Hello,
I am trying to improve performance of the scenario where the kernel's
NBD client talks to NBDKit's S3 plugin.
For me, the main bottleneck is currently due to the fact that the kernel
aligns requests to only 512 B, no matter the blocksize reported by
nbdkit.
Using a 512 B object size is not feasible (due to latency and request
overhead). However, with a larger object size there are two conflicting
objectives:
1. To maximize parallelism (which is important to reduce the effects of
connection latency), it's best to limit the size of the kernel's NBD
requests to the object size.
2. To minimize un-aligned writes, it's best to allow arbitrarily large
NBD requests, because the larger the requests the larger the amount of
full blocks that are written. Unfortunately this means that all objects
touched by the request are written sequentially.

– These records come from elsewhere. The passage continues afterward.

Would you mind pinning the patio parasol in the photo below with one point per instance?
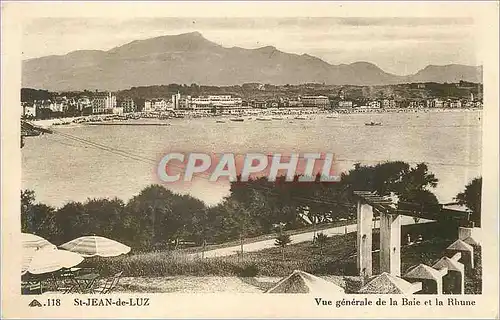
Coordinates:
(48, 259)
(34, 242)
(90, 246)
(303, 282)
(30, 245)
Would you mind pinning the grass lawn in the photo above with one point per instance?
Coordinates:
(233, 243)
(336, 258)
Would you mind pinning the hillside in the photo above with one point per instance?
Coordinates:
(190, 58)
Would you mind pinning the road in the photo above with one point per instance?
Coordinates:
(301, 237)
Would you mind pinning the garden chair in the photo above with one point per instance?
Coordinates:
(109, 284)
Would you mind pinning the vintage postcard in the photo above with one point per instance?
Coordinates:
(250, 159)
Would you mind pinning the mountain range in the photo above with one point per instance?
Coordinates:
(190, 58)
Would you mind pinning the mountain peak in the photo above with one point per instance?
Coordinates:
(267, 49)
(194, 34)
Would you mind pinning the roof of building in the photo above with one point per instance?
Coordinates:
(471, 241)
(449, 263)
(303, 282)
(423, 271)
(460, 246)
(386, 283)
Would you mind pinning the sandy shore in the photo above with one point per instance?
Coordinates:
(69, 121)
(208, 284)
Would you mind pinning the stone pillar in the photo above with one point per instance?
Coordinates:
(364, 239)
(390, 244)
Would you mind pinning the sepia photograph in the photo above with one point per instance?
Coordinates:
(339, 157)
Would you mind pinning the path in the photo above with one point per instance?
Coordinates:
(301, 237)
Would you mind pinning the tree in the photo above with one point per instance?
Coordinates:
(282, 240)
(321, 240)
(471, 198)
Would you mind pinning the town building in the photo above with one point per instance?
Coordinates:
(374, 104)
(83, 102)
(221, 102)
(176, 98)
(315, 101)
(29, 110)
(157, 105)
(455, 104)
(345, 104)
(128, 105)
(388, 103)
(103, 102)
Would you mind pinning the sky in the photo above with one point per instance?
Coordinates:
(397, 45)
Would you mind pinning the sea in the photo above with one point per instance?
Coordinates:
(78, 162)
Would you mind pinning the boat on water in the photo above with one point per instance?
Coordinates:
(371, 123)
(263, 119)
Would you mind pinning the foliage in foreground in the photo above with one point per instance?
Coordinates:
(157, 218)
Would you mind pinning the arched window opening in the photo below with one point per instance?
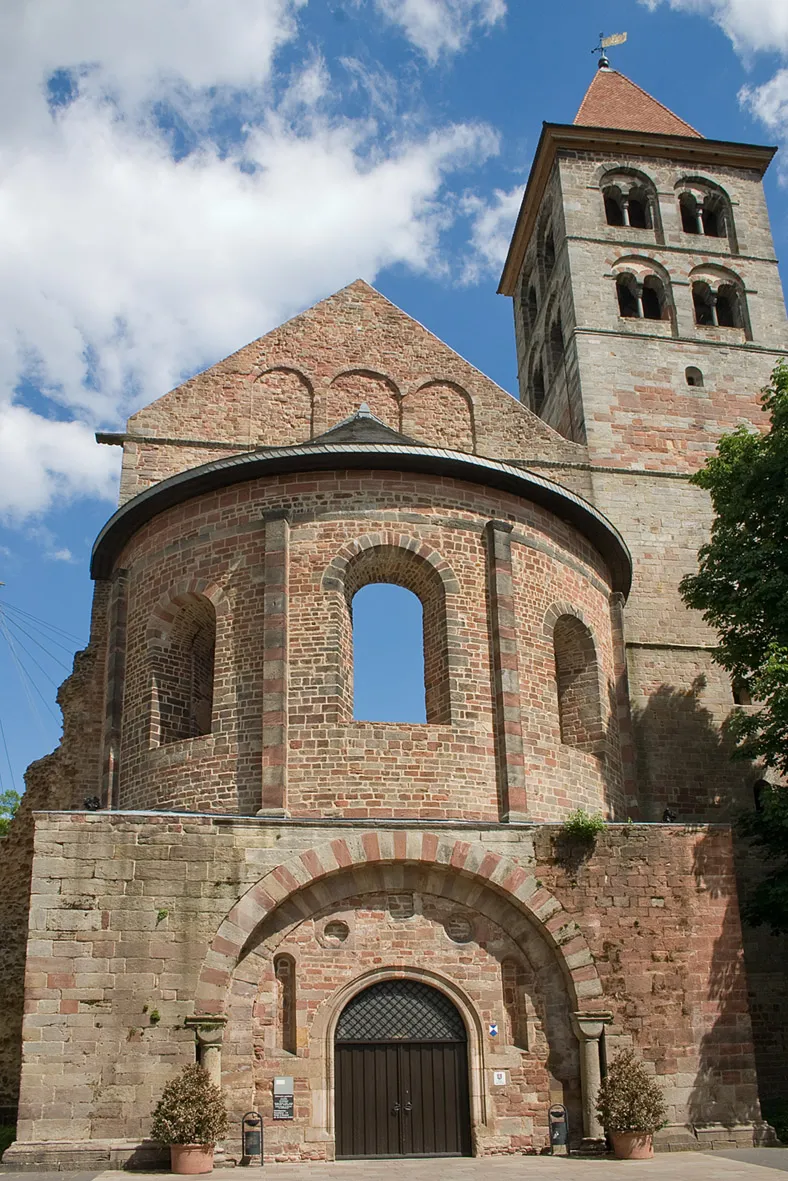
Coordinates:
(653, 299)
(690, 214)
(538, 390)
(723, 307)
(639, 213)
(557, 345)
(388, 654)
(513, 986)
(711, 216)
(182, 672)
(703, 300)
(707, 213)
(286, 1025)
(577, 678)
(728, 307)
(533, 305)
(629, 305)
(614, 207)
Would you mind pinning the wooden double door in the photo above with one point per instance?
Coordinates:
(401, 1074)
(402, 1098)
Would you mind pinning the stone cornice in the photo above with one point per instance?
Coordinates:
(565, 504)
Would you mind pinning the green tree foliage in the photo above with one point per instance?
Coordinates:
(8, 804)
(742, 589)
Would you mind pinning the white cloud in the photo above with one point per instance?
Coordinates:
(769, 102)
(41, 461)
(124, 265)
(442, 26)
(493, 223)
(751, 25)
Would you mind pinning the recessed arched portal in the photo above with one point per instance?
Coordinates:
(401, 1068)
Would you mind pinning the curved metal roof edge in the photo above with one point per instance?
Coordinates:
(474, 469)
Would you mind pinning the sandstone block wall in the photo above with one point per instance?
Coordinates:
(314, 371)
(138, 921)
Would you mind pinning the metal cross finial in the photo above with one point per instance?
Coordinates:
(605, 44)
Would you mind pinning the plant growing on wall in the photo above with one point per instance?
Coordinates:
(10, 802)
(742, 591)
(581, 826)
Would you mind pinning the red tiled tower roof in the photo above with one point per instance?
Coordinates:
(613, 100)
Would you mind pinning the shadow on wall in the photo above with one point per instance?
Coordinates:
(684, 758)
(725, 1087)
(684, 763)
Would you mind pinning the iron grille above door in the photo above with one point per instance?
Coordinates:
(401, 1010)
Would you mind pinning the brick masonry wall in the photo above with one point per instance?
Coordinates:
(336, 765)
(316, 370)
(125, 907)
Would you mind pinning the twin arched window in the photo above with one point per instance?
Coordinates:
(642, 300)
(630, 200)
(629, 206)
(720, 302)
(705, 211)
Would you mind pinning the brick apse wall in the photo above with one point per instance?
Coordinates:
(528, 716)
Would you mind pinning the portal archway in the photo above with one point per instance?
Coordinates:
(401, 1068)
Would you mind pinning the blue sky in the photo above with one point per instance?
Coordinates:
(180, 176)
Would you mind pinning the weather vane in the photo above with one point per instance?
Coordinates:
(605, 44)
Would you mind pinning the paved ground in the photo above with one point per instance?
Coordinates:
(742, 1165)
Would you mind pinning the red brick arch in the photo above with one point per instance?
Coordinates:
(395, 558)
(467, 859)
(165, 609)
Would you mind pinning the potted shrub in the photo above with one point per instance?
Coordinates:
(190, 1117)
(631, 1107)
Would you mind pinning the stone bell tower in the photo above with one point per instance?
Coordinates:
(649, 314)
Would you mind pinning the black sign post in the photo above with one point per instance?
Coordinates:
(559, 1127)
(284, 1100)
(251, 1137)
(284, 1107)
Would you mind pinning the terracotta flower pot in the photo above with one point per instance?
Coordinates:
(632, 1146)
(190, 1159)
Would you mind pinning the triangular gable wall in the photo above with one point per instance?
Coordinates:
(310, 373)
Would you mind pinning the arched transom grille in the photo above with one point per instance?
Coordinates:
(401, 1010)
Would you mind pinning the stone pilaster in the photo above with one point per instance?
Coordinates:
(275, 664)
(623, 705)
(588, 1029)
(116, 660)
(506, 673)
(209, 1032)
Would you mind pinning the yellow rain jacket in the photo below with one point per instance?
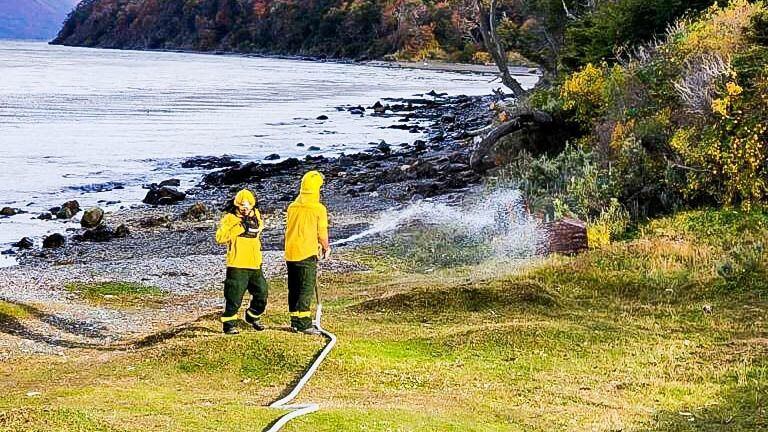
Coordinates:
(243, 249)
(307, 220)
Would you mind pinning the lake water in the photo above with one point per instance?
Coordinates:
(75, 118)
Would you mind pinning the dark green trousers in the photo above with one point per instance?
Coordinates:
(301, 288)
(237, 283)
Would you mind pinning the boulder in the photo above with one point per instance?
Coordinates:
(210, 162)
(24, 243)
(251, 171)
(92, 218)
(73, 206)
(54, 241)
(164, 196)
(170, 182)
(378, 108)
(155, 221)
(196, 211)
(64, 213)
(122, 231)
(99, 234)
(384, 147)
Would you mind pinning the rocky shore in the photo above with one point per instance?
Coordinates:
(168, 243)
(358, 187)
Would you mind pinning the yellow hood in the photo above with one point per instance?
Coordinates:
(310, 187)
(245, 197)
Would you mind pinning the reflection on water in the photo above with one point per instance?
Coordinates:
(72, 117)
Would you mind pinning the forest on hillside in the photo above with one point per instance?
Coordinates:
(368, 29)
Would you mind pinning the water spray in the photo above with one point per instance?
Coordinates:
(298, 410)
(499, 219)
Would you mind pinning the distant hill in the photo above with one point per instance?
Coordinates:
(33, 19)
(408, 29)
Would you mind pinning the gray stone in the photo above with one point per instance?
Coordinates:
(92, 218)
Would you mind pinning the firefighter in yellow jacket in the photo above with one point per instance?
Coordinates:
(240, 229)
(306, 233)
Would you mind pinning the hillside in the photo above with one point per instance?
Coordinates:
(637, 336)
(32, 19)
(333, 28)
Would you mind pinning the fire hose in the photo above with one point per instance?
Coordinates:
(298, 410)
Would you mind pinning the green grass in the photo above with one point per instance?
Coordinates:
(117, 294)
(614, 339)
(12, 312)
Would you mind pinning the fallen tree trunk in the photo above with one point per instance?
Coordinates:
(485, 146)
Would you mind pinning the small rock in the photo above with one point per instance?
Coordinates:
(92, 218)
(73, 206)
(100, 234)
(383, 147)
(54, 241)
(378, 108)
(24, 243)
(164, 196)
(196, 211)
(209, 162)
(64, 213)
(170, 182)
(155, 221)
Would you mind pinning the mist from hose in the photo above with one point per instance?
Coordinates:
(495, 225)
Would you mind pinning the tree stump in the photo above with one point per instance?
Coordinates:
(566, 236)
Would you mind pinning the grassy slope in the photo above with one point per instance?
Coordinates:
(615, 339)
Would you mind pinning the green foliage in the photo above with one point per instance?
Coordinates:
(408, 29)
(681, 124)
(596, 36)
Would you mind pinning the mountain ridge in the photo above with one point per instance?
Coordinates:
(33, 19)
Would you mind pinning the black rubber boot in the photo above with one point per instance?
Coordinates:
(231, 327)
(253, 321)
(311, 331)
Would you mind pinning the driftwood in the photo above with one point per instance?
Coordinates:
(487, 144)
(566, 236)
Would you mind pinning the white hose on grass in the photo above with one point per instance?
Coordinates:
(299, 410)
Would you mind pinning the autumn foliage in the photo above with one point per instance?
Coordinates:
(407, 29)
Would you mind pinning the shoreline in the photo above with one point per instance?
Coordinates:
(178, 254)
(433, 65)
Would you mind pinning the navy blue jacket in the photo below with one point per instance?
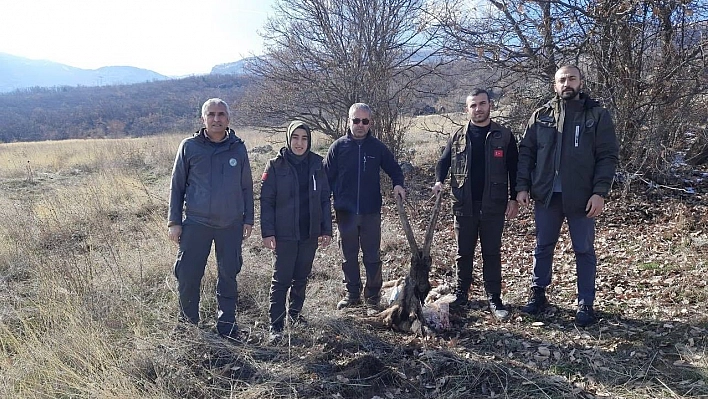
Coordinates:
(353, 167)
(211, 182)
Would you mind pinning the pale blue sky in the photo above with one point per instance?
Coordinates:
(171, 37)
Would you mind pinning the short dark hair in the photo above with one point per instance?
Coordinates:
(476, 92)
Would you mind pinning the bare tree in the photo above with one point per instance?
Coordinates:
(324, 55)
(645, 60)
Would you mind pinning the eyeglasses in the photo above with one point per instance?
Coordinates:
(363, 121)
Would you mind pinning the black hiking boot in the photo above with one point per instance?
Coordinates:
(537, 303)
(585, 316)
(497, 308)
(460, 302)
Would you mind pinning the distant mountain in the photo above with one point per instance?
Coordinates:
(18, 73)
(232, 68)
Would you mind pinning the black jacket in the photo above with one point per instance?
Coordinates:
(501, 156)
(586, 155)
(280, 199)
(353, 169)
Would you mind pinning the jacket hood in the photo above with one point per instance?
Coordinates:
(298, 125)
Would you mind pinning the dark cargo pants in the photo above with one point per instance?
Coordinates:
(582, 234)
(361, 232)
(194, 248)
(488, 229)
(292, 267)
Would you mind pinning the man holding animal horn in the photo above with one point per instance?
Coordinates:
(481, 158)
(211, 200)
(353, 165)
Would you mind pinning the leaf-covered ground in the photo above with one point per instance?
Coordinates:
(650, 341)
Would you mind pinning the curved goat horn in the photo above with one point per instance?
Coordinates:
(406, 225)
(431, 227)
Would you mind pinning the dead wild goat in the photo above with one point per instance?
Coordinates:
(406, 312)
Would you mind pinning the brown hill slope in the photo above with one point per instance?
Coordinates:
(88, 302)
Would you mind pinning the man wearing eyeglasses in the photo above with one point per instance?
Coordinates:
(353, 163)
(481, 158)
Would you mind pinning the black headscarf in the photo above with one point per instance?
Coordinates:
(291, 128)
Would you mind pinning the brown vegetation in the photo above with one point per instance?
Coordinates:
(88, 303)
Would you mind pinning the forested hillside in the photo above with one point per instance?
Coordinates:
(112, 111)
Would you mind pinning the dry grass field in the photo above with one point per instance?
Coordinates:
(88, 301)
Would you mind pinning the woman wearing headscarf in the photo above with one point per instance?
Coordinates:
(296, 218)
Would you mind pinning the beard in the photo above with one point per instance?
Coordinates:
(569, 94)
(479, 118)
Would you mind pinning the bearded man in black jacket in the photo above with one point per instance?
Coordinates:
(567, 161)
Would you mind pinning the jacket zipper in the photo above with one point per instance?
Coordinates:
(358, 180)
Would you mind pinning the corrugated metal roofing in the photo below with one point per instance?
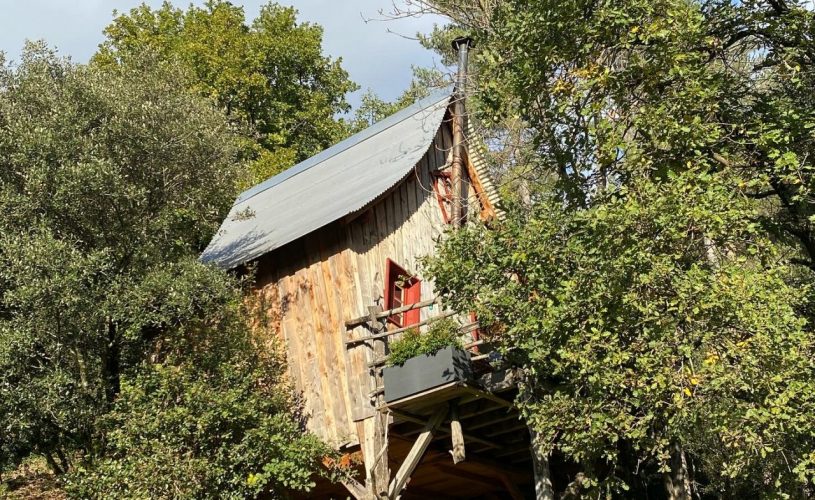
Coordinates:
(328, 186)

I see a number of ways to address that:
1. Change the kernel's NBD code to honor the blocksize reported by the
NBD server. This would be ideal, but I don't feel up to making this
happen. Theoretical solution only.
2. Change the S3 plugin to use multiple threads, so that it can upload
multiple objects in parallel even when they're part of the same NBD
request. The disadvantage is that this adds a second "layer" of
threads, in addition to those started by NBDkit itself.
3. Change NBDkit itself to split up requests *and* distribute them to
multiple threads. I believe this means changes to the core code
because the blocksize filter can't dispatch requests to multiple
threads.
What do people think is the best way to proceed? Is there a fourth
option that I might be missing?
Best,
-Nikolaus
--
GPG Fingerprint: ED31 791B 2C5C 1613 AF38 8B8A D113 FCAC 3C4E 599F
»Time flies like an arrow, fruit flies like a Banana.«